Para um planeta de 4,6 bilhões de anos certamente não representamos uma ameaça e precisamos ter consciência disso. Nesse ponto compreender a insignificância temporal do homem significa valorizar onde estamos e todas as condições quase que singulares para a existência da água líquida e dos processos evolutivos da vida.
Percebendo a complexa interação que nos cerca, seus pontos de conexão e, aqui sim, a capacidade humana da transformação do ambiente, torna-se implícito o princípio da responsabilidade compartilhada e o compromisso com a perpetuidade das espécies.
A capacidade humana é notória e o momento é adequado para a colocarmos à prova mais uma vez. A agenda climática mundial requer engajamento. A conservação dos biomas tem que ser caminho sem volta, sem retrocessos.

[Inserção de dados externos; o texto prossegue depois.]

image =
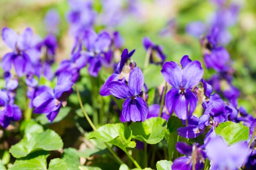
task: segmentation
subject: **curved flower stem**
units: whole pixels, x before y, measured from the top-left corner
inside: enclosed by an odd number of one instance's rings
[[[165,85],[164,85],[164,91],[163,92],[163,95],[162,95],[162,98],[161,100],[161,105],[160,105],[160,110],[159,111],[159,115],[158,117],[161,117],[162,116],[162,112],[163,111],[163,107],[164,106],[164,102],[165,99],[165,94],[167,89],[167,82],[165,82]]]
[[[152,51],[152,48],[149,47],[148,50],[147,50],[147,53],[146,55],[146,58],[145,59],[145,63],[144,63],[144,68],[145,68],[148,65],[149,63],[149,59],[150,58],[150,55],[151,54],[151,51]]]
[[[250,147],[251,147],[251,145],[252,145],[252,143],[253,141],[253,139],[255,136],[255,133],[256,132],[256,126],[254,127],[254,130],[253,131],[253,132],[252,133],[252,138],[251,138],[251,140],[250,140],[250,143],[249,143],[249,144],[248,146],[247,149],[249,149]]]
[[[209,170],[210,168],[210,161],[209,159],[206,158],[205,159],[205,163],[204,163],[204,170]]]
[[[78,97],[78,100],[79,101],[79,103],[80,105],[80,107],[81,107],[81,109],[82,109],[82,111],[83,111],[83,113],[85,117],[85,118],[87,119],[87,121],[89,122],[89,124],[92,127],[92,129],[93,129],[93,130],[94,131],[97,130],[97,128],[96,128],[95,126],[94,125],[94,124],[92,121],[92,120],[91,120],[89,116],[87,114],[87,113],[86,113],[86,112],[85,112],[85,110],[84,110],[84,108],[83,107],[83,103],[82,102],[82,100],[81,99],[81,97],[80,97],[80,94],[79,93],[79,91],[78,90],[78,88],[77,88],[77,87],[76,87],[76,86],[75,84],[74,84],[73,86],[74,86],[74,87],[76,89],[76,94],[77,94],[77,97]],[[105,142],[104,142],[104,144],[107,147],[107,148],[108,148],[109,151],[112,154],[114,157],[115,157],[115,158],[117,159],[117,161],[119,164],[121,164],[124,163],[123,161],[122,161],[121,159],[119,157],[118,157],[118,156],[117,156],[117,154],[115,152],[114,152],[114,150],[113,150],[112,148],[110,148],[110,146],[109,146],[108,145],[108,144],[105,143]]]
[[[129,157],[129,158],[131,160],[131,161],[132,161],[132,162],[133,163],[134,165],[135,165],[136,167],[137,167],[137,168],[139,169],[140,170],[141,170],[141,168],[140,167],[140,166],[139,166],[139,163],[138,163],[137,161],[135,159],[133,159],[132,157],[130,155],[130,154],[128,152],[128,151],[127,151],[127,150],[126,149],[125,150],[124,150],[124,151],[126,154],[127,156],[128,156],[128,157]]]
[[[144,168],[148,167],[148,144],[144,143]]]

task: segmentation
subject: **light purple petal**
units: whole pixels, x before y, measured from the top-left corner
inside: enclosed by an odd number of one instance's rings
[[[188,64],[192,62],[192,60],[189,59],[189,56],[187,55],[184,55],[180,60],[180,64],[184,68]]]
[[[112,95],[121,99],[126,99],[130,97],[128,86],[123,82],[111,82],[107,85]]]
[[[144,121],[148,115],[148,107],[143,98],[136,97],[127,99],[123,105],[123,115],[127,121]]]
[[[182,84],[185,88],[191,88],[199,83],[203,77],[204,70],[201,63],[194,61],[188,64],[182,70]]]
[[[168,83],[176,88],[179,88],[181,85],[182,71],[177,64],[173,62],[166,62],[161,71]]]
[[[139,67],[135,67],[130,73],[128,82],[129,91],[132,96],[139,95],[144,85],[144,76]]]
[[[188,106],[189,100],[186,98],[184,95],[180,94],[176,99],[174,106],[174,112],[178,117],[185,120],[188,117]]]
[[[177,97],[179,90],[172,88],[165,95],[165,106],[168,112],[171,114],[173,110],[176,99]]]
[[[2,59],[1,61],[1,66],[4,71],[9,71],[11,68],[11,60],[14,53],[9,53],[6,54]]]
[[[189,158],[186,157],[176,159],[172,165],[172,170],[191,170],[191,163],[187,163],[189,159]]]
[[[23,57],[21,55],[16,56],[13,60],[13,62],[16,74],[19,77],[22,76],[24,73],[26,64],[26,61]]]
[[[3,28],[2,30],[2,37],[7,46],[13,50],[15,49],[18,35],[14,30],[7,27]]]
[[[99,91],[99,94],[103,96],[108,96],[111,94],[109,91],[109,90],[108,88],[108,85],[111,82],[118,81],[118,74],[112,74],[110,75],[108,79],[101,88]]]
[[[182,127],[178,128],[177,131],[181,137],[189,139],[195,138],[204,133],[204,130],[199,131],[198,126]]]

A preservação das águas é fundamental. Valorizar e conhecer as espécies e seus serviços ecossistêmicos associados é necessário. Restaurar florestas é uma obrigação.
A próxima página da história é desenvolver processos de mitigação para que possamos ter adaptação nas cidades, no campo e no ambiente natural. Não tenho dúvida da superação, mas receio a que custo será. A vida está ameaçada? Só depende de nós.